Artist Bio

Shows

I grew up as a flower child of the 60’s in a suburb of the SF Bay Area. Next door was Janis Joplin and down the street lived he Dickens 44 Bascom a mixed media artist. My father was a painting teacher at College of Marin and Mother was a sculptor. My elder brother was an actor and as a family we frequented the theatre, art museums and the beach. As a child I was terribly crafty and was drawn into fantastical worlds created with toys, beads, microfilament, found objects from the natural world and and glue. I was also fascinated by the life in tide pools and in pond water viewed through my grade school microscope. Though in my teen years my creative love was dance I always studied the visual arts including, printmaking, jewelry, photography and drawing. Not quite knowing how to make a living through art, I went to college and studied speech and communications eventually earning a masters degree. Teaching was my professional destiny so I was hired at Portland Community College and taught speech and communication for 20 years. Portland is also a creatively fecund environment so in my free time I took classes in art history, sculpture and glass.
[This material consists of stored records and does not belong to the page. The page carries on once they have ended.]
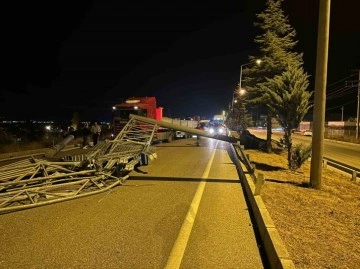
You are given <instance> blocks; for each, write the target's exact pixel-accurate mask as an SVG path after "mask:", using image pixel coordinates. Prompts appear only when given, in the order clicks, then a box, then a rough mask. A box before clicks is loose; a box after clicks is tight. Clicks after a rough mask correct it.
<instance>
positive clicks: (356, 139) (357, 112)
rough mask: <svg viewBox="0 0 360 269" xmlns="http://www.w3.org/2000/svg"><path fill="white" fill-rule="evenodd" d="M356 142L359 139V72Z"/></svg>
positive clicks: (359, 78) (359, 107) (359, 82)
mask: <svg viewBox="0 0 360 269" xmlns="http://www.w3.org/2000/svg"><path fill="white" fill-rule="evenodd" d="M356 114H357V115H356V140H358V139H359V118H360V70H359V81H358V107H357V113H356Z"/></svg>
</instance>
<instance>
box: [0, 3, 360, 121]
mask: <svg viewBox="0 0 360 269" xmlns="http://www.w3.org/2000/svg"><path fill="white" fill-rule="evenodd" d="M201 2H203V3H200V1H194V0H193V1H188V0H181V1H180V0H172V1H127V0H122V1H118V0H114V1H104V0H98V1H96V0H92V1H91V0H86V1H85V0H83V1H80V0H78V1H67V0H65V1H32V2H25V3H24V4H19V3H7V4H3V5H4V6H3V8H2V10H3V11H4V12H5V13H6V14H7V17H5V18H3V20H4V22H3V23H2V25H3V27H2V33H1V34H2V44H3V45H4V44H5V46H3V48H2V69H3V76H2V77H3V79H2V81H1V91H0V117H3V118H5V119H54V120H56V119H69V120H70V119H71V118H72V115H73V113H74V112H78V113H79V115H80V119H81V120H95V119H96V120H108V119H110V112H111V107H112V105H113V104H115V103H117V102H120V100H121V99H122V98H126V97H130V96H155V97H156V98H157V102H158V106H162V107H164V114H165V116H173V117H178V116H181V117H185V116H194V115H200V116H205V117H211V116H213V115H214V114H219V113H221V111H222V110H224V109H227V107H228V104H229V102H230V101H231V98H232V92H233V90H234V89H235V87H236V85H237V83H238V82H239V73H240V65H242V64H245V63H247V62H248V55H256V53H257V48H256V45H255V43H254V41H253V39H254V36H255V34H256V31H257V29H256V28H255V27H254V26H253V23H254V21H255V14H256V13H259V12H261V11H262V10H263V9H264V8H265V1H253V0H249V1H244V0H242V1H240V0H238V1H230V0H222V1H210V0H209V1H201ZM317 3H318V1H315V0H291V1H290V0H286V1H285V3H284V9H285V12H286V14H287V15H288V16H289V20H290V24H291V25H292V26H293V27H294V28H295V30H296V31H297V33H298V35H297V39H298V40H299V44H298V47H297V50H298V51H300V52H301V51H302V52H304V61H305V65H304V67H305V69H306V71H307V72H308V73H309V74H310V75H311V77H310V82H311V87H313V84H314V78H315V63H316V41H317V22H318V4H317ZM359 8H360V4H359V1H350V0H347V1H344V0H343V1H340V0H333V1H332V3H331V26H330V29H331V33H330V43H329V65H328V85H331V86H329V88H328V91H329V92H330V93H337V95H336V94H335V95H333V96H335V97H336V98H334V99H335V100H334V99H333V100H331V99H330V100H329V101H328V102H327V105H328V108H327V109H329V110H331V109H332V108H335V110H339V109H338V108H337V107H338V106H339V105H340V106H341V105H342V104H343V105H344V104H346V107H345V109H344V112H345V114H347V113H350V114H353V115H355V113H356V102H354V100H355V99H356V89H354V88H352V89H351V88H350V89H349V87H347V88H345V89H342V88H344V86H345V78H347V79H346V80H356V79H358V77H357V73H354V72H353V70H354V69H356V68H358V66H359V62H360V60H359V59H360V52H359V51H360V49H359V48H360V41H359V36H360V26H359V23H358V21H359V18H358V11H359ZM4 70H5V71H4ZM349 76H350V77H349ZM339 91H340V94H339V93H338V92H339ZM339 96H341V98H339ZM343 99H344V100H343ZM345 99H346V100H345ZM349 100H350V101H349ZM347 102H350V103H347ZM336 112H338V111H336Z"/></svg>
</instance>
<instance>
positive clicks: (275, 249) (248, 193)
mask: <svg viewBox="0 0 360 269" xmlns="http://www.w3.org/2000/svg"><path fill="white" fill-rule="evenodd" d="M236 166H237V168H238V169H239V171H242V173H241V175H242V178H241V183H242V185H243V187H244V190H245V194H246V197H247V199H248V201H249V203H250V207H251V210H252V212H253V215H254V218H255V222H256V225H257V229H258V232H259V235H260V239H261V241H262V244H263V247H264V249H265V253H266V256H267V258H268V261H269V265H270V268H271V269H294V268H296V267H295V264H294V262H293V261H292V260H291V258H290V255H289V252H288V251H287V249H286V247H285V244H284V242H283V241H282V239H281V237H280V234H279V232H278V231H277V229H276V227H275V224H274V222H273V221H272V219H271V217H270V214H269V212H268V210H267V209H266V206H265V204H264V202H263V200H262V198H261V196H260V195H256V196H254V195H253V194H254V191H255V184H254V182H253V179H252V177H251V176H250V174H249V173H248V171H247V170H246V167H245V166H244V165H243V164H242V163H241V162H240V161H238V163H237V164H236Z"/></svg>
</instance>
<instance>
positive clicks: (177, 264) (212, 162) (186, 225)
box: [165, 141, 219, 269]
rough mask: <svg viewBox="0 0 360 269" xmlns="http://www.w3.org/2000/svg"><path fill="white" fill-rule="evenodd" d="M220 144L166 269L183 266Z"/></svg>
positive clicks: (192, 203)
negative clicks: (211, 171)
mask: <svg viewBox="0 0 360 269" xmlns="http://www.w3.org/2000/svg"><path fill="white" fill-rule="evenodd" d="M218 143H219V141H216V145H215V148H214V150H213V152H212V154H211V157H210V160H209V162H208V164H207V165H206V168H205V171H204V173H203V175H202V177H201V178H202V179H201V181H200V183H199V186H198V188H197V190H196V193H195V195H194V198H193V200H192V202H191V205H190V208H189V210H188V212H187V214H186V217H185V220H184V222H183V224H182V226H181V229H180V232H179V234H178V237H177V239H176V241H175V244H174V246H173V248H172V250H171V253H170V256H169V259H168V261H167V264H166V266H165V269H176V268H180V264H181V261H182V258H183V256H184V252H185V249H186V245H187V243H188V241H189V238H190V234H191V230H192V227H193V224H194V221H195V218H196V214H197V211H198V208H199V204H200V201H201V197H202V194H203V192H204V189H205V185H206V179H207V178H208V176H209V173H210V168H211V165H212V163H213V161H214V157H215V152H216V148H217V145H218Z"/></svg>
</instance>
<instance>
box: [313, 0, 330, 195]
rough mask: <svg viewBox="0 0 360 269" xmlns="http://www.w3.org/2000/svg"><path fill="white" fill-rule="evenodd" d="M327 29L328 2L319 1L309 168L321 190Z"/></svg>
mask: <svg viewBox="0 0 360 269" xmlns="http://www.w3.org/2000/svg"><path fill="white" fill-rule="evenodd" d="M329 28H330V0H320V5H319V26H318V41H317V56H316V74H315V98H314V126H313V136H312V154H311V167H310V185H311V186H312V187H313V188H315V189H321V181H322V159H323V149H324V131H325V103H326V80H327V63H328V49H329Z"/></svg>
Bullseye Art Glass original factory and resource center was in Portland and they offered cutting edge classes and gallery shows in art. After taking several of their classes I was able to create a body if work in kiln formed glass and eventually apply to Rochester Institute of Technology to peruse an MFA in Glass art. Unfortunately, institutional policy changes interfered with my ability to complete that degree. I was given the option of retaining my full-time teaching position or potentially become a starving artist. I returned to Portland in order to keep my “day job” which ended up being a wise decision because not long after my return I was hit by some disabling chronic health issues and having the health care my job provided at that time might have saved my life. I continued work as long as I could all the while continuing to create kiln formed glass. It wasn’t until I retired that I was able to do my most impressive (To me) work in Pate de Verre(Paste of glass). Never really catching my breath long enough to show my work I have discovered through displaying the body in total in my studio in Benica that there is an identifiable voice. It all resonates from my early fascinations with jewels and microbiology, the tension that occur between the natural and artificial world.